Now comes the security issues. At times there comes the necessity for protecting sections of config file. In .NET 2.0 there are options available to encrypt sections of Web.config file programatically. The following method encrypts the "appSettings" section in Web.config file.

private void EncryptAppSettings()  
{
	Configuration objConfig = WebConfigurationManager.OpenWebConfiguration(Request.ApplicationPath);
	AppSettingsSection objAppsettings = (AppSettingsSection)objConfig.GetSection("appSettings");
	if (!objAppsettings.SectionInformation.IsProtected)
	{
		objAppsettings.SectionInformation.ProtectSection("RsaProtectedConfigurationProvider");
		objAppsettings.SectionInformation.ForceSave = true;
		objConfig.Save(ConfigurationSaveMode.Modified);
	}
}

The code above opens Web.Config file for modification. It then retrieves the "appSettings" section. The ProtectSection() method of SectionInformation class marks the configuration section for protection. It accepts the name of the protection provider to be used for the encryption. The ForceSave property indicates if the specified configuration section will be saved even if it has not been modified. Finally the Save() of the Configuration object writes the configuration settings to the Web.config file. The argument to the Save() method indicates the only properties modified need to be written to the physical file.

Decrypting sections of web.config file through code is very identical. The UnprotectSection() method of SectionInformation class removes the encryption from the configuration section.

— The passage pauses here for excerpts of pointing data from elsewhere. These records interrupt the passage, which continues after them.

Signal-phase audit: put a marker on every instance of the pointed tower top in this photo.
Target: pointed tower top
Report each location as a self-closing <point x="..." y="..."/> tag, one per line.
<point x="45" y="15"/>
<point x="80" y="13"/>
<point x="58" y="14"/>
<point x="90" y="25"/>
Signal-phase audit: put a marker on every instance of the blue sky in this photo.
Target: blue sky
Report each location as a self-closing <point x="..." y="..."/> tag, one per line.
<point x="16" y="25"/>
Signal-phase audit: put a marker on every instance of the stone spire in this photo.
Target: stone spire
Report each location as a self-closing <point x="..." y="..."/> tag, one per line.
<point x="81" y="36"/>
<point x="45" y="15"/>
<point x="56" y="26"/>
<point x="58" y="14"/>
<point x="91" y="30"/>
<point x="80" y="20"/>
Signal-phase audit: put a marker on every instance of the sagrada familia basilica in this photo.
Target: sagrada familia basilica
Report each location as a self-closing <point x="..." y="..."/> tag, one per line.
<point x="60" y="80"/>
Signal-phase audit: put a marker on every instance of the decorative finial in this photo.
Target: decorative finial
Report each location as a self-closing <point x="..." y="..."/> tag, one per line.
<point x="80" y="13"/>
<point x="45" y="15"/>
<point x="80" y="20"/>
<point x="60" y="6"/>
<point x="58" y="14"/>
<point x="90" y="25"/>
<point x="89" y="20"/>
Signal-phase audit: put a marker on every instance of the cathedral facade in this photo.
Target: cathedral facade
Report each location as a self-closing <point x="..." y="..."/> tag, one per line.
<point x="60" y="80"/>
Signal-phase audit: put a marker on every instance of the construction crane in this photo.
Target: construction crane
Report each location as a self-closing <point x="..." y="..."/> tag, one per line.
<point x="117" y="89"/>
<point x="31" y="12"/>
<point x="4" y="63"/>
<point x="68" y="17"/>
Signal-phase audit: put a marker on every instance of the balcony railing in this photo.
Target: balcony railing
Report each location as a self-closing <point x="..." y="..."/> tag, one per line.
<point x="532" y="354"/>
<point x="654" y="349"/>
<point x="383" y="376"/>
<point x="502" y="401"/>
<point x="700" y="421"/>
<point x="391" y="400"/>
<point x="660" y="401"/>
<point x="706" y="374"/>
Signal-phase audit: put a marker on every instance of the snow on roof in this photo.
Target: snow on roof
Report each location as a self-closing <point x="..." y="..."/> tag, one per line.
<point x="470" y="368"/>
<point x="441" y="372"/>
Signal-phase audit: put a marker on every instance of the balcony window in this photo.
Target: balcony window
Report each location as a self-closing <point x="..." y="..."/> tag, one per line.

private void DecryptAppSettings()
{
	Configuration objConfig = WebConfigurationManager.OpenWebConfiguration(Request.ApplicationPath);
	AppSettingsSection objAppsettings = (AppSettingsSection)objConfig.GetSection("appSettings");
	if (objAppsettings.SectionInformation.IsProtected)
	{
		objAppsettings.SectionInformation.UnprotectSection();
		objAppsettings.SectionInformation.ForceSave = true;
		objConfig.Save(ConfigurationSaveMode.Modified);
	}
}

This encrytion and decryption functionality can be applied to other sections of web.config file also. It comes in use mostly for "connectionStrings" section where usually the user name and password would be specified. This can done by creating a ConfigurationSection object. An example for "connectionStrings" section is listed below.

ConfigurationSection objConfigSection = objConfig.ConnectionStrings;

ConfigurationSection class represents a section within the configuration file. Configuration class has propertes for each configuration section. This property can be used to get respective ConfigurationSection objects. This is an alternative to the usage of GetSection() method of Configuration class.